Forrest’s eyes widened. “Well, it has to have been the same person. Even in London, sink that it is, we can’t have two lunatics going around doing that to women.”

“Why didn’t you tell me about your case?” Pitt asked, trying not to sound accusatory, and failing.

“Me?” Forrest looked at him with surprise. “Why didn’t I tell you?”

“Yes. For heaven’s sake, it might have helped us! We should at least have known! We could have found out what they had in common and who might have known all three.”

“I didn’t tell you because … Didn’t Inspector Ewart tell you? He was on the case!”

Pitt froze.

“I took it for granted that he’d have told you,” Forrest said reasonably. “You saying he didn’t?” There was disbelief in his face and in his voice. He was watching Pitt as if he could scarcely believe him.
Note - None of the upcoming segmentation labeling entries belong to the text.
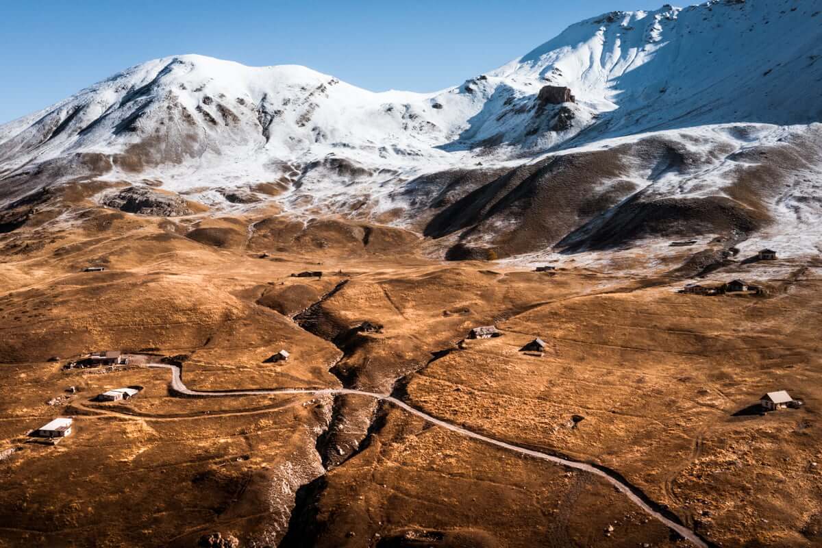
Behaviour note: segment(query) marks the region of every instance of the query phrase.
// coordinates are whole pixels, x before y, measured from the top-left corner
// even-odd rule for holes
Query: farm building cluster
[[[764,296],[767,294],[764,288],[748,283],[744,280],[733,279],[726,283],[704,285],[701,283],[688,283],[680,291],[682,293],[690,295],[724,295],[726,293],[750,293],[753,295]]]
[[[128,356],[119,350],[95,352],[81,357],[76,361],[67,363],[64,369],[84,369],[85,367],[99,367],[102,366],[127,366]]]

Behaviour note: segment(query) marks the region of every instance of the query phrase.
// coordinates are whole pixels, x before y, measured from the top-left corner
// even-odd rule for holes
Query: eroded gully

Pitt could scarcely believe it himself. Images of Ewart filled his mind, memories of his anger, his misery, the fear in him.

But there was no point in lying. The truth was obvious anyway.
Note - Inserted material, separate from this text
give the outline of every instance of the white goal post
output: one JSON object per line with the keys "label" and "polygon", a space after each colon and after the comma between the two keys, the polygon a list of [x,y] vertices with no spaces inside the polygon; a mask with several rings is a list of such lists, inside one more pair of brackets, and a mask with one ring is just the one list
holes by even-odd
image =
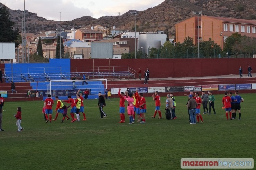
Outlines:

“No, he never mentioned it.”

Now it was Forrest’s turn to sit in silence.

“Do you know Ella Baker?” Pitt asked him. “Or know of her? Have you ever heard her name?”

Forrest looked blank. “No. And I know most of the women on the streets around here. But I’ll ask Dawkins. He’s been here for years and he knows ’em all.” He rose to his feet and went out, excusing himself, and returned a few minutes later with a large, elderly sergeant with gray hair. “Dawkins, have you ever heard of a woman, a tart around here, called Ella Baker?” He turned to Pitt. “What did she look like, sir?”
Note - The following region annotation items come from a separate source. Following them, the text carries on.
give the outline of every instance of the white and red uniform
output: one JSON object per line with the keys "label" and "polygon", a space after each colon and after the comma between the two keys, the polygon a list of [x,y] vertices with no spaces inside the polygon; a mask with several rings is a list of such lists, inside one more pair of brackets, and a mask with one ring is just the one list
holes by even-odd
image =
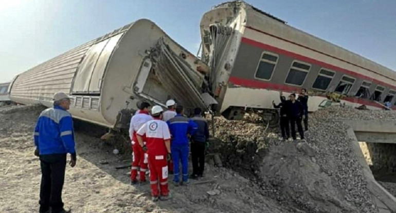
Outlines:
{"label": "white and red uniform", "polygon": [[168,124],[165,121],[154,119],[143,125],[136,134],[142,137],[146,134],[150,164],[151,195],[153,197],[159,196],[158,189],[159,179],[161,196],[168,196],[169,194],[167,162],[168,150],[165,146],[165,141],[171,139]]}
{"label": "white and red uniform", "polygon": [[[147,111],[140,111],[139,113],[134,115],[131,119],[131,124],[129,126],[129,137],[132,139],[132,166],[131,169],[131,180],[136,180],[137,171],[140,167],[139,179],[140,181],[146,181],[146,172],[147,171],[148,157],[145,153],[143,149],[139,144],[136,138],[136,131],[147,121],[153,120],[153,117],[149,115]],[[143,137],[143,140],[145,138]]]}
“Tall, ordinary sort of face,” Pitt answered. “But very beautiful fair hair, thick and wavy.”

Dawkins thought carefully for a moment, then shook his head. “No sir. Nearest to that description is Lottie Bridger, an’ she died o’ the pox sometime early this year.”

“You’re absolutely sure, Dawkins?” Forrest urged.

“Yes sir. Never ’eard the name Ella Baker, an’ never ’ad a girl on the streets ’round ’ere like you said.”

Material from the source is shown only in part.